花見【剣助×葵】

「……さん」
「………………」
「……スケさん?」
「う……ん……」
「スケさんってば!」
 肩を軽く揺さ振られ、剣助はゆっくり目を開く。すると、葵が少し見下ろすような形で彼を見ていた。
「ん? ああ、アオイか」
 みよしのの中庭が見渡せる縁。剣助は柱にもたれかかり、居眠りをしていた。
 大きな欠伸と共に、彼は軽く身を起こすと、思い切り伸びをする。
「アオイか、じゃないよ。こんなところにいたんだ」
 まだ半睡状態の剣助に向かって、葵は頬を膨らませながら窘める。
 そんな顔も、彼には愛おしいものでしかなく。柔らかいだろうその頬に触れたくて、思わず手を伸ばすと──
「あ! ちょっと動かないで」
 急にかけられたら声に、剣助は手を止める。
 葵の手は彼の頭上へ伸びていき、わずかに停滞してから彼女の目の前へと戻っていった。
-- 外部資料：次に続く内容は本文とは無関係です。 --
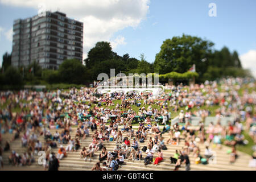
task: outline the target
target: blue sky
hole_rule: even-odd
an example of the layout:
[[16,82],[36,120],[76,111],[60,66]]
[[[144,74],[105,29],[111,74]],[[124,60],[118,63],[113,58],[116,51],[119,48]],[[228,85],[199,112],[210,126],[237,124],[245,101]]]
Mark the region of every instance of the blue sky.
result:
[[[246,67],[255,64],[256,1],[127,0],[120,1],[121,3],[105,0],[104,6],[101,6],[102,2],[101,1],[75,0],[72,3],[62,1],[63,5],[57,7],[61,11],[66,13],[68,16],[84,21],[86,30],[84,43],[85,56],[97,41],[110,41],[113,44],[115,41],[113,49],[118,54],[128,53],[131,57],[139,59],[143,53],[147,61],[154,62],[155,55],[165,39],[185,34],[212,41],[216,49],[226,46],[232,51],[237,50]],[[0,0],[0,63],[3,53],[11,51],[11,42],[10,36],[7,38],[7,32],[11,28],[14,19],[35,15],[40,2],[46,2],[47,6],[52,10],[57,9],[50,1],[38,0],[36,1],[37,3],[32,5],[29,1],[27,1],[27,3],[26,1]],[[88,2],[90,4],[87,5]],[[135,3],[136,2],[138,3]],[[217,17],[208,15],[210,3],[215,3],[217,6]],[[76,3],[77,6],[71,6],[71,3]],[[93,3],[94,6],[90,7],[90,11],[86,11],[86,7],[89,9]],[[131,9],[125,11],[129,8],[128,5]],[[72,7],[75,7],[72,9]],[[100,8],[94,9],[95,7],[102,7],[102,11]],[[79,8],[89,13],[86,14],[81,10],[82,13],[76,14],[75,12],[79,12]],[[115,11],[116,14],[113,13]],[[109,15],[109,18],[106,18],[107,16],[102,15],[102,12]],[[113,20],[119,17],[124,18],[120,18],[119,22]],[[131,17],[131,20],[126,20],[127,17]],[[96,20],[104,27],[97,24]],[[119,23],[113,23],[116,22]],[[253,72],[256,71],[255,67],[251,69]]]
 その指先に摘ままれているのは、薄紅色の小さなもの。
「桜の花びら……?」
「ああ。芝居小屋の裏手に木があるだろう? 時折そこから舞ってくるんだ」
 剣助が目線を庭へ向けた。すると、そのすぐ後だった。
 ──びゅうっ!
「わっ……」
 急に風が吹き込んできて、葵は咄嗟に目を閉じ髪の毛を手で押さえた。
 風はひとしきり吹いた後、ゆっくり収まっていく。
 葵は押さえていた手を離しつつ目を開くと、目の前に広がる光景に息をのんだ。
「……すごい」
 花吹雪とまではいかないが、上空から桜の花びらがひらひらと、庭に舞い降りてきていたのだ。
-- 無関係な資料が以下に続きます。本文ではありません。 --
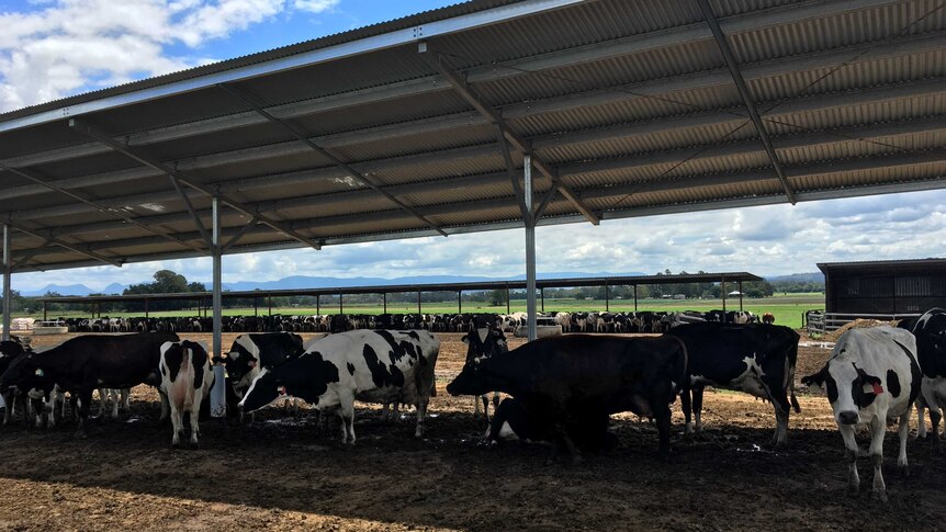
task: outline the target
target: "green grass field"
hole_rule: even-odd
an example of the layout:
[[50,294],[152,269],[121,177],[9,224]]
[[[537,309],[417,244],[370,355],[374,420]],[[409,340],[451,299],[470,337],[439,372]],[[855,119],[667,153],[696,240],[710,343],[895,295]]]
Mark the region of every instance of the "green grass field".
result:
[[[541,301],[537,304],[541,306]],[[606,309],[610,312],[631,312],[634,309],[633,299],[611,299],[605,305],[604,299],[552,299],[545,298],[544,309],[545,312],[578,312],[578,310],[596,310],[604,312]],[[638,301],[638,310],[666,310],[666,312],[682,312],[682,310],[698,310],[698,312],[707,312],[713,309],[721,309],[722,302],[720,299],[684,299],[684,301],[674,301],[674,299],[639,299]],[[802,316],[806,310],[813,309],[824,309],[824,294],[814,293],[814,294],[777,294],[773,297],[764,297],[757,299],[743,299],[743,308],[752,312],[756,315],[762,315],[763,313],[772,313],[775,316],[775,322],[778,325],[785,325],[791,327],[793,329],[800,328],[802,325]],[[525,312],[526,310],[526,302],[514,299],[511,305],[509,306],[510,312]],[[727,299],[727,309],[728,310],[737,310],[739,309],[739,299]],[[316,312],[317,310],[317,312]],[[369,304],[369,305],[349,305],[346,304],[342,307],[342,310],[347,314],[381,314],[383,312],[381,304]],[[457,312],[457,303],[425,303],[421,306],[421,310],[428,314],[448,314]],[[257,309],[260,315],[266,315],[269,309],[266,306],[261,306]],[[320,305],[318,309],[316,307],[273,307],[272,314],[290,314],[290,315],[308,315],[308,314],[336,314],[339,312],[337,305]],[[417,304],[387,304],[387,312],[391,314],[404,314],[404,313],[416,313]],[[506,313],[506,305],[500,306],[492,306],[487,303],[482,302],[463,302],[463,312],[464,313]],[[143,316],[143,313],[102,313],[108,316]],[[198,309],[184,309],[184,310],[173,310],[173,312],[153,312],[149,313],[149,316],[194,316],[198,314]],[[248,316],[254,314],[254,308],[225,308],[223,312],[224,316]],[[29,315],[30,317],[37,318],[36,314]],[[48,317],[54,318],[58,316],[64,317],[89,317],[88,313],[53,313],[50,312]],[[26,315],[15,315],[14,317],[26,317]],[[42,314],[38,316],[42,318]]]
「満開の桜の元で花見ってのもいいが、たまにはこういうのも悪くないかなと思ってさ」
 葵の驚きに満ちた顔を見上げながら、剣助が声をかける。
 ちらほらと降る雪のごとく幻想的なその光景に、葵は瞳をきらきら輝かせながら見入った。
「うん、こんなお花見、初めて」
 剣助は、そんな葵を微笑ましい気持ちで見つめていると、その視線に気づいたのか、彼女はすっと剣助の顔をのぞき込んできた。
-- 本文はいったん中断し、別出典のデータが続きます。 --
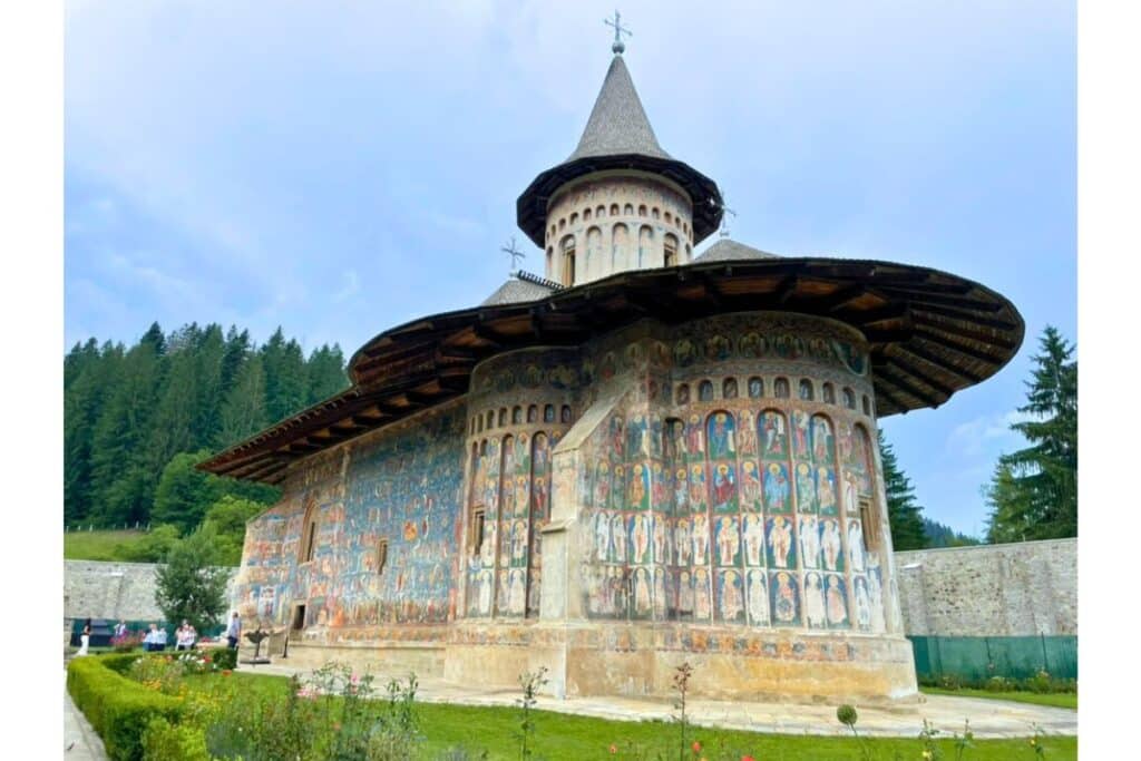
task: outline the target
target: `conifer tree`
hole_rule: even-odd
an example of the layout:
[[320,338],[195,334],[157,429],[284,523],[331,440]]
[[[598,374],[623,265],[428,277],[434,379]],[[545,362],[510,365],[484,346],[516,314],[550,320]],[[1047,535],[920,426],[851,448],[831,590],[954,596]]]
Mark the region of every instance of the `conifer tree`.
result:
[[1077,361],[1047,325],[1038,340],[1027,402],[1013,423],[1029,446],[1003,455],[986,489],[992,542],[1077,536]]
[[896,550],[922,550],[928,547],[923,529],[923,508],[915,501],[912,480],[899,469],[896,453],[880,431],[880,459],[883,463],[883,486],[888,497],[888,521],[891,524],[891,547]]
「って、もしかして、これを見るためにここに座ってたの!?」
 半ば呆れた口調で続けた。
「それだけじゃあ、ないんだけどな」
「? じゃあ、お昼寝をしに?」
 小首を傾げる葵に、剣助はにんまりした笑みを浮かべると、手を伸ばして彼女の腕を掴む。
 ──ぐいっ!
「きゃっ!」
 急に引っ張られた葵は体勢を崩してしまい、剣助の胸元に倒れ込んだ。柔らかくて暖かい彼女の身を、剣助はぎゅっと抱きしめる。
「いや、お前に見せられたらな、と思ってた。でも、あんまりに天気が良いからつい、うとうとと」
「ついって……いくら天気が良くても、まだ肌寒いから、ずっと寝てたら風邪を引いちゃうかもしれないのに」
 剣助の胸元に顔を寄せていた葵が、頭をもたげて不満げに零す。
「今は暖かいよ」
 剣助は微笑み、膨れた葵の頬をむにっと掴む。
「もう!」
 剣助の戯れに、葵は更に呆れた。
「ところで、何かあったのか?」
 自分を探していた様子が気になって、剣助は尋ねる。
「え? あ、そうだった」
 一瞬きょとんとした葵だが、すぐさま我に返ると、少し言いにくそうに続けた。
「ちょっとお店まで来て欲しくて呼びに来たの。その、食べて欲しいものがあって……」
「食べて欲しいもの?」
「うん。ほら、スケさん、今日が誕生日……生まれた日だったよね? だから、お祝いにと思って作ったんだ」
 剣助は自分の誕生日に頓着していなかったが、以前葵から尋ねられていたことを思い出した。
「ああ、そういえば」
「と言っても、私が自信を持って作れるのは、お好み焼きしかないんだけどね……」
 葵は苦笑混じりにそうに告げるが、剣助は自分のために料理を奮ってくれるというその気持ちに、彼女への愛おしさが募る。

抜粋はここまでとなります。